- The Washington Times - Wednesday, September 17, 2008

KIEV | President Viktor Yushchenko on Tuesday accused Russia of trying to destabilize Ukraine by encouraging separatists in the Crimea, as fears grow about Russia’s willingness to throw its weight around the former Soviet Union.

In an interview with the Associated Press, Mr. Yushchenko sought to tamp down criticism of his leadership in Ukraine after the collapse of his pro-Western coalition raised the possibility of a third parliamentary election in as many years.

Russia’s war with Georgia last month rattled Mr. Yushchenko’s pro-Western government, which like Georgia has pushed for membership in NATO and the European Union. Many Ukrainians wonder whether Ukraine will be the next victim of Russia’s drive to stop NATO’s expansion to its borders.

Many fear Moscow could lay claim to Crimea, the Black Sea peninsula that once belonged to Russia and is now home to Russia’s Black Sea fleet. More than half its residents are ethnic Russians.

Mr. Yushchenko said Russia was interested in creating “internal instability” in parts of Ukraine.

He said Ukraine was too big and strong to give in to threats from Russia or a repeat of the war in Georgia, which resulted in Russia invading the country, routing its military and occupying large swaths of its territory. Moscow has recognized two breakaway Georgian regions as independent nations.

Russia has said it wants to continue leasing the Sevastopol naval base in the Crimea from Ukraine after the current agreement expires in 2017. Mr. Yushchenko said the war with Georgia — with Russian warships based at Sevastopol participating — showed again that the Russian navy must leave Crimea.
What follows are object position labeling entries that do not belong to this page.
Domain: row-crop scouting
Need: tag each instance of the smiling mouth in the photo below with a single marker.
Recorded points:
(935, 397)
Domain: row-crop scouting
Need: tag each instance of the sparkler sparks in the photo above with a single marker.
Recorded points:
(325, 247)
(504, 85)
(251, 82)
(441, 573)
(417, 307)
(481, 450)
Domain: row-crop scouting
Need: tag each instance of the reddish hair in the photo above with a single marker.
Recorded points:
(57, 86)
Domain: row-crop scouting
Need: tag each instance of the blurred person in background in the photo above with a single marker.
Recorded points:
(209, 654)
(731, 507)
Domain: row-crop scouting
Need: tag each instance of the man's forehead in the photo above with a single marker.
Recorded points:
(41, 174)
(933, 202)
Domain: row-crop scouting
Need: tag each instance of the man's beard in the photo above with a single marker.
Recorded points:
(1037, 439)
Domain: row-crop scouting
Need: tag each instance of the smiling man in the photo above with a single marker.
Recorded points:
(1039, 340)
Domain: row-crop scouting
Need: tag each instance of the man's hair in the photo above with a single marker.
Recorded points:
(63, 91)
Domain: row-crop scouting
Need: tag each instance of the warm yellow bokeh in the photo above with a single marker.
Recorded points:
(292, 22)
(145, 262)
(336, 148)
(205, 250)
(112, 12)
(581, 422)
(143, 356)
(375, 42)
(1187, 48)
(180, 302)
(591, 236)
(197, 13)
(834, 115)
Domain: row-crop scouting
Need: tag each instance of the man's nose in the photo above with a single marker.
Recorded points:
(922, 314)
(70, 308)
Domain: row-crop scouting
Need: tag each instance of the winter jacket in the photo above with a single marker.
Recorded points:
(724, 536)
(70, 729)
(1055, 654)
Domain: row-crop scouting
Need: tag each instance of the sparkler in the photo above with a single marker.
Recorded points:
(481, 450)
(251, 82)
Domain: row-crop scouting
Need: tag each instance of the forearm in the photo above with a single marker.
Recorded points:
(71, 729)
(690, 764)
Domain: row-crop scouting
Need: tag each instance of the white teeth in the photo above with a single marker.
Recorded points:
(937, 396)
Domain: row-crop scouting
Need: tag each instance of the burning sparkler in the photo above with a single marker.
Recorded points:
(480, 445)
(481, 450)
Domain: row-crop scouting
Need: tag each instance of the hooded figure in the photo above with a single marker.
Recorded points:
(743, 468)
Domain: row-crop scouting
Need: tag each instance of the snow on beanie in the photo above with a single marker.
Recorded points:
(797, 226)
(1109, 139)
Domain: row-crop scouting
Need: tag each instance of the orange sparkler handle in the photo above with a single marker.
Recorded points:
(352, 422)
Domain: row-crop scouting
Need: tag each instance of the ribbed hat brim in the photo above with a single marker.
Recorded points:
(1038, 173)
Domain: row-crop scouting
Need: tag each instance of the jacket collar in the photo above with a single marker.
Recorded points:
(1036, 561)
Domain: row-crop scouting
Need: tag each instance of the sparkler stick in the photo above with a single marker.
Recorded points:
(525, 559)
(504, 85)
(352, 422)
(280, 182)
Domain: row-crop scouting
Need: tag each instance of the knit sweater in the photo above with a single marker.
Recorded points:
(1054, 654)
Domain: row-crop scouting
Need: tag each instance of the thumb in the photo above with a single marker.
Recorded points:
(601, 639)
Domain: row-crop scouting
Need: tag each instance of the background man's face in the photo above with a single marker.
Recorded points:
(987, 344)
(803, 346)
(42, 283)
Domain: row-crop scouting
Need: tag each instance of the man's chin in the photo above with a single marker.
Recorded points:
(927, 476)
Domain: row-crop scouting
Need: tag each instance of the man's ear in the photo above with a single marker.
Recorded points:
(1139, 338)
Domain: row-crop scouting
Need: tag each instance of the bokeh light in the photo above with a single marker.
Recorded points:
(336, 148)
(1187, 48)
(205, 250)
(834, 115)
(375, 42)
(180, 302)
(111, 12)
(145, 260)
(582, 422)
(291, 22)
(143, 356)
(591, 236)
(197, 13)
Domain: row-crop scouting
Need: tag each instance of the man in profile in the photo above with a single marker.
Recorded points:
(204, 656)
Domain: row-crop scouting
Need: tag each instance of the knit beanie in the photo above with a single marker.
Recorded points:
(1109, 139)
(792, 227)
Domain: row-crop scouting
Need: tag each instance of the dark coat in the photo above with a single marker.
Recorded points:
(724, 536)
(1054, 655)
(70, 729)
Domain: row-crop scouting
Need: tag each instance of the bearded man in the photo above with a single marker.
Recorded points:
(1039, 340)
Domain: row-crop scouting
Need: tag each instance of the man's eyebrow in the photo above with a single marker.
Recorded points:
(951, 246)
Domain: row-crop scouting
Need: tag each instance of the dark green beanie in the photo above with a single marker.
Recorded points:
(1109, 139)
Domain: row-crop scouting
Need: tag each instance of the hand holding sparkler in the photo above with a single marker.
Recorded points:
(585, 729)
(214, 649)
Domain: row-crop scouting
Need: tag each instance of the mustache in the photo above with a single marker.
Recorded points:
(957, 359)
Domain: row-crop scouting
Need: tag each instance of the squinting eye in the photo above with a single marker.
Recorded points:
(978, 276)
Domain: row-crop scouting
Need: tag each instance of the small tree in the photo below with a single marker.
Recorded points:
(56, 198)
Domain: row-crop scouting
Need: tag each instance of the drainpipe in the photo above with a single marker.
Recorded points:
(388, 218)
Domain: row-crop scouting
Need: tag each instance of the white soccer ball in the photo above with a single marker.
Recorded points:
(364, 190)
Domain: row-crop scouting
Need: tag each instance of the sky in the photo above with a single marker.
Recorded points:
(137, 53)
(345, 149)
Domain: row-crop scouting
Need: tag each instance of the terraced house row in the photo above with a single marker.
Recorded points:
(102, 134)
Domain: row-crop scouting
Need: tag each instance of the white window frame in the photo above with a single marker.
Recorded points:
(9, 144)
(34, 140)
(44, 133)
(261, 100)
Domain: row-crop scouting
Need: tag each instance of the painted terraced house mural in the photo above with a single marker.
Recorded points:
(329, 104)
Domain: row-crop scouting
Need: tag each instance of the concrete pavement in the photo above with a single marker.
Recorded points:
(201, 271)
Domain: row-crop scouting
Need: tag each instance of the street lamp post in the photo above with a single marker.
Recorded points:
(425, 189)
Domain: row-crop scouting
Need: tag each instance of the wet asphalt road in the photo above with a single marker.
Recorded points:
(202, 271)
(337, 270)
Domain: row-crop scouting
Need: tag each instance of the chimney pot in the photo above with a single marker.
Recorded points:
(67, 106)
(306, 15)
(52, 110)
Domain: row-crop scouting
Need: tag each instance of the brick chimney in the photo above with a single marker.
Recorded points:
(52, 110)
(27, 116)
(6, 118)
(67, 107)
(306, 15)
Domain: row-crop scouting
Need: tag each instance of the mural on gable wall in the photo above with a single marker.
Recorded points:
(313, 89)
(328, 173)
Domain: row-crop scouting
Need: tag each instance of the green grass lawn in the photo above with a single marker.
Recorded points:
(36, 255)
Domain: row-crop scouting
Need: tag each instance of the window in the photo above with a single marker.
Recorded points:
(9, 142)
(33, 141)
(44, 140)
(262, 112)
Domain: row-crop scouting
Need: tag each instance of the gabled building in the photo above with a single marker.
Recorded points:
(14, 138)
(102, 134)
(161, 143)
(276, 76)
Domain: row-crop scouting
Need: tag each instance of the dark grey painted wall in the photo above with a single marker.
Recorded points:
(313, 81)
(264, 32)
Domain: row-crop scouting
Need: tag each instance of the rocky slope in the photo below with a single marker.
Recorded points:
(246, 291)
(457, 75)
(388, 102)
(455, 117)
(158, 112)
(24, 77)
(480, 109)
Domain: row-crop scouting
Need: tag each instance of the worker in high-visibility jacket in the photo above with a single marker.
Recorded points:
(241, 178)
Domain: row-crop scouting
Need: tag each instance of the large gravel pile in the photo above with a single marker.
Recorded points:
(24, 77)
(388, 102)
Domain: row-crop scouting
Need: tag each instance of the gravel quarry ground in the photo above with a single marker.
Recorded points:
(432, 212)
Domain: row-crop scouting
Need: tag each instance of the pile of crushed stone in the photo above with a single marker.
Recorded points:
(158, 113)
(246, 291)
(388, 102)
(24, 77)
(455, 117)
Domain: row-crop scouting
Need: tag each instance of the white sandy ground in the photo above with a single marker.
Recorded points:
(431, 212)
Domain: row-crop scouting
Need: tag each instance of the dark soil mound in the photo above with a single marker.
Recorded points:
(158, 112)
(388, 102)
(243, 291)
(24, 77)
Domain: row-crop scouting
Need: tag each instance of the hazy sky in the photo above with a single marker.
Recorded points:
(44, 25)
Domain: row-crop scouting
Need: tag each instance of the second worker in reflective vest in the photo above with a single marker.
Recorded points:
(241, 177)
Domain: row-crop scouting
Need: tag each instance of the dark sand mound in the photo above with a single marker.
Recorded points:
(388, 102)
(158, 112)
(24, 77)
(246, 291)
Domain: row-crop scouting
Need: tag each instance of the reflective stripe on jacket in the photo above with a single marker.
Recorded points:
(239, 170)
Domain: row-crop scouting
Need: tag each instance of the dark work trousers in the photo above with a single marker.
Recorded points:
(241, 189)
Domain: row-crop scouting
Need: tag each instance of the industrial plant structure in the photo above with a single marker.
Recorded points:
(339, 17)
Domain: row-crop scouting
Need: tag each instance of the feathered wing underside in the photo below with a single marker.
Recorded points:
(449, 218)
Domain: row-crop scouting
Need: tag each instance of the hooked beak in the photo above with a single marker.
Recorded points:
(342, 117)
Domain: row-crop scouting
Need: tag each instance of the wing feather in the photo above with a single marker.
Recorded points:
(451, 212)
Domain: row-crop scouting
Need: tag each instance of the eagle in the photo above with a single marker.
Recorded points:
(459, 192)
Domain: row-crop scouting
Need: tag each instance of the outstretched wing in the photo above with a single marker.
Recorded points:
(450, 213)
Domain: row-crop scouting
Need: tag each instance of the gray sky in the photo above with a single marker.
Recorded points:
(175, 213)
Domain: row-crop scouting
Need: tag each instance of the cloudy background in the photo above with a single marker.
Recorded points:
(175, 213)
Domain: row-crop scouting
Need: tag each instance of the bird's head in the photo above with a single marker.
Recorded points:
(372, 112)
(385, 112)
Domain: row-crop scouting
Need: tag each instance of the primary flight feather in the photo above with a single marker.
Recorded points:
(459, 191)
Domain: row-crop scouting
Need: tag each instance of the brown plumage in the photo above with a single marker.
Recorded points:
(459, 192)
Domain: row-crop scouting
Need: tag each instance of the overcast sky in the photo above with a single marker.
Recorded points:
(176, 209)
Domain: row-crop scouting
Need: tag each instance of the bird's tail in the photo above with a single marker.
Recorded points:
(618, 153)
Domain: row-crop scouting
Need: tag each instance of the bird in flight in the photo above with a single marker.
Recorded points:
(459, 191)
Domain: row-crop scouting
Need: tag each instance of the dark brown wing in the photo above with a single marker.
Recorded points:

Ukrainian officials also have accused Moscow of stirring up trouble with claims that the Crimea belongs to Russia and purportedly by giving Russian passports to thousands of Crimeans to stoke separatist sentiments.

Mr. Yushchenko, who has made NATO membership the central theme of his four-year presidency, promised that Ukraine would eventually join the Western alliance, and he vowed to overcome domestic resistance to NATO.

Mr. Yushchenko spoke hours after his coalition was declared dead, starting a 30-day countdown for lawmakers to either form a new alliance or call elections.

Mr. Yushchenko said the collapse did not threaten the country’s tumultuous democracy. He accused coalition partner Yulia Tymoshenko - the prime minister who was his ally in the 2004 Orange Revolution - of betraying national interests and acting selfishly.

The alliance between the two leaders’ parties disintegrated amid infighting ahead of the 2010 presidential election, in which both expect to compete.

Mr. Yushchenko’s allies pulled out of the coalition after Mrs. Tymoshenko sided with opposition lawmakers to curtail presidential powers. Mr. Yushchenko again accused Mrs. Tymoshenko of acting on the Kremlin’s behalf by failing to condemn the war in Georgia and of seeking to retain power at all costs ahead of the vote.

Analysts believe that the next coalition may include the Russia-friendly Party of Regions and be more responsive to Moscow’s demands.